The N-th Root is essentially repeated division, defined in a way similar to exponentiation. Divides a number by itself $n$ times. It looks like this:

$$ \sqrt[n]{x} = \text{root} $$

This is read as “The $n$th root of $x$”, which is equal to the root value.

This states that the $n$th root of $x$ results in the root. Comparing this to exponentiation yields the following:

$$ \sqrt[\text{exponent}]{\text{power}} = \text{base} $$

This should illustrate the relationship between the two operations. Exponentiation discovers the power, and thus that can be undone via its inverse operation, the $n$th root.

Common Roots

There are two special kinds of roots that are very common to mathematics and even more common in applied mathematics. Those are the square root and the cube root. The square root is when $n=2$ and the cube root describes a root such that $n=3$.

For square roots, you will most commonly see it with the 2 omitted:

$$ \sqrt{x} $$

This can be spoken as “The square root of $x$”, while $\sqrt[3]{x}$ would be spoken as “the cube root of $x$”.

Even more interesting about roots is the way they can be expressed in exponentiation. For instance,

$$ \sqrt{x} = \sqrt[2]{x} = x^{\frac{1}{2}} $$

This is crucial! A root is actually just a form of exponentiation!

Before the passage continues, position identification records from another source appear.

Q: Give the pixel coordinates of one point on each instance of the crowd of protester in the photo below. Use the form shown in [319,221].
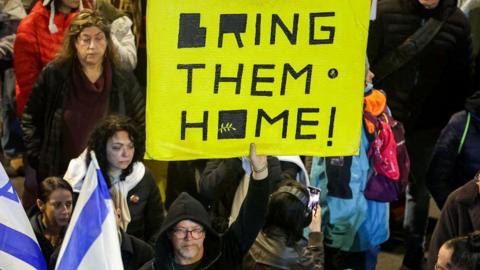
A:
[73,81]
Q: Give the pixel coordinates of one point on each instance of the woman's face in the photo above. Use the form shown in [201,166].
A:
[120,150]
[444,256]
[91,45]
[58,209]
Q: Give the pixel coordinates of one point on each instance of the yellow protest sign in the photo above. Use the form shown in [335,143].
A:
[287,75]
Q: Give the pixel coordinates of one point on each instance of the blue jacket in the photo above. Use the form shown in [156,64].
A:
[351,222]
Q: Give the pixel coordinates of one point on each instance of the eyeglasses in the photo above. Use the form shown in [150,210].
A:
[59,205]
[440,267]
[181,233]
[86,41]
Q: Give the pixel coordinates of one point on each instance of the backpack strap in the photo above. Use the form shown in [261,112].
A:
[413,45]
[464,135]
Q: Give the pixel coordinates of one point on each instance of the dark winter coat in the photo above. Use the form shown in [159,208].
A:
[219,183]
[184,176]
[43,116]
[224,251]
[449,169]
[460,216]
[427,90]
[135,252]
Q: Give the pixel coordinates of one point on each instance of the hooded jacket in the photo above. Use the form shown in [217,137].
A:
[270,252]
[220,251]
[432,86]
[143,197]
[35,47]
[450,166]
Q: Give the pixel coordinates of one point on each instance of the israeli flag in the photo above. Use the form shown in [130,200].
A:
[91,240]
[19,248]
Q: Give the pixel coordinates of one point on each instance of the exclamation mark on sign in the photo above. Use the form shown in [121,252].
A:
[330,128]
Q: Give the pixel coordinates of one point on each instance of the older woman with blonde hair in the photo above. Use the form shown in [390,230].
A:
[80,87]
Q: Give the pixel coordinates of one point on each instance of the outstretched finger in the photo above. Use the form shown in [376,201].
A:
[253,150]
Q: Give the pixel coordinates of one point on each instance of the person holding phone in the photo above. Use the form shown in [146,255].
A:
[280,244]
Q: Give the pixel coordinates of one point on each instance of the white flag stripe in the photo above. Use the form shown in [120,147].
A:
[19,248]
[91,240]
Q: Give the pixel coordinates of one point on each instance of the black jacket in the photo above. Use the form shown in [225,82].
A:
[460,216]
[219,183]
[135,252]
[47,248]
[221,251]
[43,116]
[449,169]
[426,91]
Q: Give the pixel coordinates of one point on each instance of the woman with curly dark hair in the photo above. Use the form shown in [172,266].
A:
[460,253]
[81,86]
[119,149]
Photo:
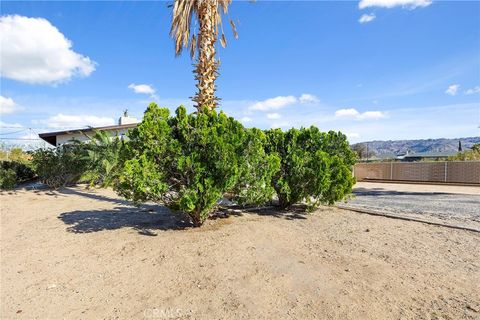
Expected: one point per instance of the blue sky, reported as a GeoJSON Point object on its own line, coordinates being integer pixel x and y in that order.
{"type": "Point", "coordinates": [374, 69]}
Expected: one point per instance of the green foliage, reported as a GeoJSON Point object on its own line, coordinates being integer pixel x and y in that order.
{"type": "Point", "coordinates": [315, 166]}
{"type": "Point", "coordinates": [23, 170]}
{"type": "Point", "coordinates": [15, 167]}
{"type": "Point", "coordinates": [61, 166]}
{"type": "Point", "coordinates": [190, 161]}
{"type": "Point", "coordinates": [102, 152]}
{"type": "Point", "coordinates": [8, 178]}
{"type": "Point", "coordinates": [256, 170]}
{"type": "Point", "coordinates": [467, 155]}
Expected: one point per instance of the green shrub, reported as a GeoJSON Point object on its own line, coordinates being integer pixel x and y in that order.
{"type": "Point", "coordinates": [315, 166]}
{"type": "Point", "coordinates": [8, 178]}
{"type": "Point", "coordinates": [61, 166]}
{"type": "Point", "coordinates": [256, 170]}
{"type": "Point", "coordinates": [103, 152]}
{"type": "Point", "coordinates": [23, 170]}
{"type": "Point", "coordinates": [190, 161]}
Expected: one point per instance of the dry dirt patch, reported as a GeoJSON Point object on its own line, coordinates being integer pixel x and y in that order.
{"type": "Point", "coordinates": [88, 254]}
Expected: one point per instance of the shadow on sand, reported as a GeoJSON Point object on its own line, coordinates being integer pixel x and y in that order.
{"type": "Point", "coordinates": [149, 217]}
{"type": "Point", "coordinates": [144, 218]}
{"type": "Point", "coordinates": [385, 192]}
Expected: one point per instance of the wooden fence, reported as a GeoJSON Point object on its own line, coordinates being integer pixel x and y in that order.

You can therefore represent any $n$th root using exponents as fractions:

$$ x^{\frac{1}{n}} = \sqrt[n]{x} $$

This is key information later. You might ask, what about fractions where the numerator isn’t just 1. Well, that’s when this becomes even more interesting!

It follows that, if the exponent is not just one, then the result of a exponent being a fraction can be simplified to:

$$ x^{\frac{m}{n}} = (\sqrt[n]{x})^m $$

Extra Credit

Before you ask, an $n$th root where $n=1$ is simply an identity. That is, $\sqrt[1]{x} = x$.

In addition, you could also consider a root where $n=0$. You could see why mathematically; if you express this as exponentiation, it results in $x^{1/0}$, which is undefined (division by zero). Conceptually too, this operation does not really make any sense.